Saturday, December 29, 2012

A Trip to St. Louis

Over Christmas we visited with family in the St. Louis area.  This meant lots of eating and a chance to show my wife my old stomping grounds.  I am pleased to report that some things that should never change haven’t and some things that perhaps needed to change have.  My next few entries will be about the eating portions of our trip, minus a few events reserved for the book. 

First up…Rigazzi's on the Hill

I am no fan of Italian-American restaurants.  Over-sweetened, thick tomato sauce, garlic bread, cheap wine, cheaper beer, wilted salads, rubbery bread, over-sauced pastas – you know the stereotype and there are plenty of places that fulfill it.  On the other hand, some of these places really aren’t too bad.  Rigazzi’s is one. 

Open since 1957 in the Hill neighborhood of St. Louis, Rigazzi’s looks like a movie set, replete with red and white checkered tablecloths, hanging stained glass and globe chandeliers over each table, and every square inch of wall space covered in newspaper articles, sports memorabilia and celebrity pictures.  I even sat next to a giant, fiberglass Al Capone.  
We ate lunch here one day before Christmas and found it extremely quiet, though I know it is bustling in the evening.  Service was lightning fast, so fast in fact that I am sure much was prepared and waiting for us.  The first dish was a St. Louis standard – toasted ravioli.  Rigazzi’s version of this local classic is one of the better.  The breading was minimal and most of the flavor came from the actual ravioli.  They were relatively small and completely full with a meat mixture.  The marinara sauce it was served with was pretty good, not too sweet and with a little meat.  This was accompanied by a salad that was predominately white with iceberg lettuce.  Nuff said.

Our entrees were simple - spaghetti and meatballs and a deep fried piece of catfish with a side of another St. Louis standard – mostaccioli.  The catfish was the size of a plate, battered with cornmeal and was quite good.  The spaghetti and meatballs were completely over-sauced (see stereotype) but delicious.  The meatballs were smooth, soft and fine with the mildest of herbs and spices.  The great quantity of sauce was mild, containing small pieces of meat, and not at all overly sweet.  In fact, I was pleasantly surprised by the sauce.  I just wish there weren’t so much of it.  Though it did give me an excuse to consume most of the rather weak baguette we were served.  Now the mostaccioli… to most of the world mostaccioli is a pasta shape  – tubular, smooth and about 2 inches long.  In St. Louis it is a specific dish – mostaccioli sauced by a heavy, tomato paste-dominated sauce and baked.  It is the butt of jokes by non-St. Louisans and more than one person has commented that you know you are from St. Louis if your wedding featured the dish (along with toasted ravioli).  Rigazzi’s version was a pleasant surprise.  The sauce appeared to be the same meat sauce as the spaghetti and meatballs and the toasted ravioli’s dipping sauce.  It was not a goopy, sweat mess, but a respectable sauce resembling a simple bolognese.  Nor was Rigazzi’s version baked.  Most interesting, it didn’t even feature mostaccioli, but instead used penne rigate, mostaccioli’s ridged cousin.  This shape held the sauce much better than the traditional version would.              

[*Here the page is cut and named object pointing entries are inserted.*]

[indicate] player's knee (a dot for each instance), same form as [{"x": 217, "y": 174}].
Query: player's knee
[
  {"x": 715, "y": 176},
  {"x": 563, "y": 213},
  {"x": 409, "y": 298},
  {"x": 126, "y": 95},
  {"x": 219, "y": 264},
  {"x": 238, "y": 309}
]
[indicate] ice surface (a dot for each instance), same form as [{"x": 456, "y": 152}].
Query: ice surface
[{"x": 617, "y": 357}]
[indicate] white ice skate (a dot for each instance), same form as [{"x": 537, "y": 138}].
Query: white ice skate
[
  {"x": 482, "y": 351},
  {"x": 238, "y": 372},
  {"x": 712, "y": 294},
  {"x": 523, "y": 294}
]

For dessert we shared a Black and White – vanilla and chocolate hazelnut gelatos.  The serving was just right to share.  While the vanilla was lacking, the baccio, chocolate hazelnut was flavorful, but light as chocolates go.   

Rigazzi’s proved a casual, quiet lunch spot with dependable if not spectacular food.  And their versions of St. Louis standards are actually better than most I have had.  Service was kind, helpful but rushed, but prices were excellent, as lunch barely topped $30.  If you are new to St. Louis or just visiting, Rigazzi’s will be a good introduction to a few required local favorites.